American Farm Bureau President, Zippy Duvall said farmers need to have defined rules that impact their operations.
“The country that cannot feed its people is not secure. So the strong foreign policy that supports a strong food system truly is part of a smart national security strategy. Affordable, reliable, abundant energy is critical to the farmers and ranchers. Energy is necessary for all farm production, and we continue to ride a roller coaster ride of high energy and new input costs. Much uncertainty remains related to the ability of farmers and ranchers to access affordable supplies and deal with regulatory and weather related challenges. It becomes more and more important for farmers to have clarity on rules that impact their business and ability to operate. Growers need to have access to comprehensive risk management options. They deserve a resounding voice during formulation of vital legislation, such as the Farm Bill, and the Farm Bill is a critical tool that ensures our nation’s food supply remains secure.”
Peter Friedmann, Agriculture Transportation Coalition Executive Director touched on how transportation directly impacts agriculture.
“Federal and state policies can facilitate the flow of commerce, agriculture exports, or they can hinder it. Truck weights need to be increased. We have the lowest truck weight limits in the world in some of our states, and in California, it creates a barrier to agriculture exports, the lowest truck weight limits in the world, increasing congestion increasing delay and increasing emissions. We do need a resolution of the port long shore labor dispute and the contract negotiations on the West Coast that’s been going too long. And we’re hopeful and maybe our oversight from this committee will help because it’s causing a shift in transportation services from the west coast to the east and Gulf Coast.”

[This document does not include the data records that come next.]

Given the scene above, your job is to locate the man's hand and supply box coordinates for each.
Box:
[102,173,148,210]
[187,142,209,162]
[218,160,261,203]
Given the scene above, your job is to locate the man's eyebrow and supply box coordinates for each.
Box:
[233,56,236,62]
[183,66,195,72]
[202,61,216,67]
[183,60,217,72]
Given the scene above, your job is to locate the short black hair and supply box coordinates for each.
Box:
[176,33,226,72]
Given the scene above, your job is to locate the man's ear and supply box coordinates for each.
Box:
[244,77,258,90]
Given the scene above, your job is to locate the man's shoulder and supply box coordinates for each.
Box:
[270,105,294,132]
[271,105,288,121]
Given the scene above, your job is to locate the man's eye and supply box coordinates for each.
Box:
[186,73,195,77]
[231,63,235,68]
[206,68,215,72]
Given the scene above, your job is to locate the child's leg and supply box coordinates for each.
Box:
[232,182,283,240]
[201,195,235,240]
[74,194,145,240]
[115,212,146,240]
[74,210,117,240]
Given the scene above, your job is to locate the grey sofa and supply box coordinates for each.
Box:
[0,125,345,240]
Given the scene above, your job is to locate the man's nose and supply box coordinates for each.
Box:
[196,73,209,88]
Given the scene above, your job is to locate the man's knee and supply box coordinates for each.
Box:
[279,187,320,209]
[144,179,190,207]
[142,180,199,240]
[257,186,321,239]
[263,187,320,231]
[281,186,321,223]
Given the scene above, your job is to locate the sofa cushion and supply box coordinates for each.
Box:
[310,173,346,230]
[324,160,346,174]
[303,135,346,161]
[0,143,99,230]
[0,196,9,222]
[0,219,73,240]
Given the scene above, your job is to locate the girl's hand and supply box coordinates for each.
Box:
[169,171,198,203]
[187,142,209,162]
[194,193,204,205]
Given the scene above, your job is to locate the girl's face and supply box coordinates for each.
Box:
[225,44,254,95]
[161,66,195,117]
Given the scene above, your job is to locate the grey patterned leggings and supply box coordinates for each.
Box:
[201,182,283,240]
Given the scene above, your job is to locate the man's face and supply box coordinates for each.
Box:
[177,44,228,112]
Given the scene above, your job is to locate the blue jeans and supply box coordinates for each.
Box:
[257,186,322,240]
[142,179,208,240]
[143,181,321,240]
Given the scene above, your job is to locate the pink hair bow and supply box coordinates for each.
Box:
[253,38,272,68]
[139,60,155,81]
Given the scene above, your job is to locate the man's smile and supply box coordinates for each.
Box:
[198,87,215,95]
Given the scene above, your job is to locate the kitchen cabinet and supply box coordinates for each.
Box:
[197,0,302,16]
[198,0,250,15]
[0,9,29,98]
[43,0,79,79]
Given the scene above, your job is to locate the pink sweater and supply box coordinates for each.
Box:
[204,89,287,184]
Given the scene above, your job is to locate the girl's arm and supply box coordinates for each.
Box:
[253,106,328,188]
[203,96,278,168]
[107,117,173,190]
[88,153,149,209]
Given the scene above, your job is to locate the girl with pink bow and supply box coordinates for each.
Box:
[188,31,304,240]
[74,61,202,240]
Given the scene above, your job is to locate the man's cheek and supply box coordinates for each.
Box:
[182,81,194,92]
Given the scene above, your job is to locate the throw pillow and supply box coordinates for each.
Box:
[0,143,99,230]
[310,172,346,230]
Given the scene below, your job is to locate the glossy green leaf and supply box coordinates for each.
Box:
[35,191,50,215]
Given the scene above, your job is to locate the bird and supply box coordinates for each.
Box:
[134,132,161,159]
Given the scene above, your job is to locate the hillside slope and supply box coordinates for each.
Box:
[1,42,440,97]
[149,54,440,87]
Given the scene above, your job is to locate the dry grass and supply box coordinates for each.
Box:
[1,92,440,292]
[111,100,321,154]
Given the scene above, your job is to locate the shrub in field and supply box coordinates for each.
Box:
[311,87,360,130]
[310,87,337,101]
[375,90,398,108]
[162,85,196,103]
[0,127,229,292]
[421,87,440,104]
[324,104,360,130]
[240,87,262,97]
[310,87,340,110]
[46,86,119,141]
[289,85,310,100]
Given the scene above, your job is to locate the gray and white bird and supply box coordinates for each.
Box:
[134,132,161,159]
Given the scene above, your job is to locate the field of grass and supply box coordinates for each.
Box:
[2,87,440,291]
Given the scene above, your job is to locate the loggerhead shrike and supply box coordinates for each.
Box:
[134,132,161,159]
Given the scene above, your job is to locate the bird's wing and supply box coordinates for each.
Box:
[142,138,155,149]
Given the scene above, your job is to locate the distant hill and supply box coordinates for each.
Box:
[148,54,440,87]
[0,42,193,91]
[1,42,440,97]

Lastly, The Fertilizer Institute President and CEO, Corey Rosenbusch, discussed the importance of fertilizer supplies.
“Fertilizer plants are capital intensive facilities, sometimes costing as much as $4 billion to build. Fertilizer demand is also driven by crop prices which we have seen reached record highs. Global grain stocks to use ratio ratios are the tightest they’ve been in eight years and it will likely take years to re-balance those. Logistics has been a huge issue for our industry - over 60% of all fertilizer moves by rail, and we’ve seen poor rail service that was compounded by low water levels in the Mississippi River reducing barge traffic and of course, trucking capacity issues as well. So if one wanted to bolster fertilizer supply for the American farmer, the most significant impact that you can have to mitigate our biggest risk is to provide regulatory certainty.”
There are just seven months left before the current Farm Bill expires at the end of September. Thompson says he plans to hold listening sessions in the coming weeks to continue gathering input from producers across the United States.